Paniradya Kaistimewan sebagai pihak penyelenggara adalah lembaga perangkat daerah yang dibentuk berdasar pada Perdais No. 1 Tahun 2019 tentang Kelembagaan Pemerintah Daerah Daerah Istimewa Yogyakarta. Tugas dari lembaga ini adalah membantu Gubernur Daerah Istimewa Yogyakarta dalam penyusunan kebijakan terkait dengan urusan keistimewaan dan pengoordinasian administratif urusan keistimewaan.

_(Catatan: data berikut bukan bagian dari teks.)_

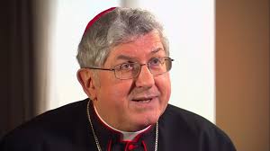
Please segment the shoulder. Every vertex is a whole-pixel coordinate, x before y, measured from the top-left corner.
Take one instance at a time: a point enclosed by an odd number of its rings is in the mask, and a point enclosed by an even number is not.
[[[208,151],[223,151],[226,148],[230,151],[235,150],[230,138],[215,124],[198,114],[174,105],[168,104],[160,117],[159,125],[161,129],[166,131],[165,135],[174,138],[173,141],[176,143],[183,140],[186,146],[200,147],[198,149]]]
[[[86,119],[86,100],[76,102],[46,111],[26,121],[0,140],[0,150],[17,150],[22,147],[27,147],[27,148],[31,147],[32,150],[39,150],[33,148],[35,147],[34,144],[38,146],[46,143],[48,139],[68,138],[68,135],[76,133],[75,129],[78,129],[74,128],[80,127],[85,122]]]

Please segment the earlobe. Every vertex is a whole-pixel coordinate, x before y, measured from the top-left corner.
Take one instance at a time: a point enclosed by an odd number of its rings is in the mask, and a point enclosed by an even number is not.
[[[91,100],[95,100],[96,89],[93,73],[89,69],[81,68],[76,72],[76,77],[87,96]]]

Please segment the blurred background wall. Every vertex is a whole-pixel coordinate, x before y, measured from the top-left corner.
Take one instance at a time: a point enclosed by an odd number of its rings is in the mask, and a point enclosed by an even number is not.
[[[127,2],[121,4],[140,4]],[[48,93],[53,90],[48,83],[53,59],[49,49],[56,31],[53,21],[58,17],[55,3],[1,3],[0,136],[48,110]],[[194,8],[200,8],[199,4],[194,2]],[[216,0],[215,6],[215,106],[210,104],[215,115],[210,119],[230,135],[238,150],[269,151],[269,1]],[[200,111],[200,105],[194,107]]]
[[[239,151],[269,151],[269,1],[216,0],[216,123]]]

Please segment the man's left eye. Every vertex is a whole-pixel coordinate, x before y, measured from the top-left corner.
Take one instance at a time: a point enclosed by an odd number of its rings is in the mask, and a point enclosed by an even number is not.
[[[159,65],[161,64],[161,60],[159,58],[153,58],[149,60],[149,65]]]

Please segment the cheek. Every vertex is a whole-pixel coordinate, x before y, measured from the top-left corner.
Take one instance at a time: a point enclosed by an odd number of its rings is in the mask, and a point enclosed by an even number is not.
[[[163,99],[168,102],[171,94],[171,81],[169,74],[161,75],[156,80],[156,85],[162,94]]]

Sementara untuk maksud dan tujuan dari diadakannya gelaran “Jogja Menyapa” adalah guna menyapa para siswa serta para mahasiswa baru yang ada di kota Yogyakarta guna menempuh pendidikan sekaligus sebagai penghuni baru yang tinggal di wilayah Daerah Istimewa Yogyakarta.
Gelaran Jogja Menyapa yang mengusung tema “Ngaruhke, Ngarahke – Tepung, Dunung, Srawung” dengan tempat berada di area Fakultas Ilmu Budaya UGM Yogyakarta ini adalah wujud dari tanggapan Pemerintah Daerah –dalam hal ini diwakili Paniradya Kaistimewan– atas datangnya para mahasiswa baru di kota budaya Jogjakarta guna lebih memperkenalkan Keistimewaan Yogyakarta.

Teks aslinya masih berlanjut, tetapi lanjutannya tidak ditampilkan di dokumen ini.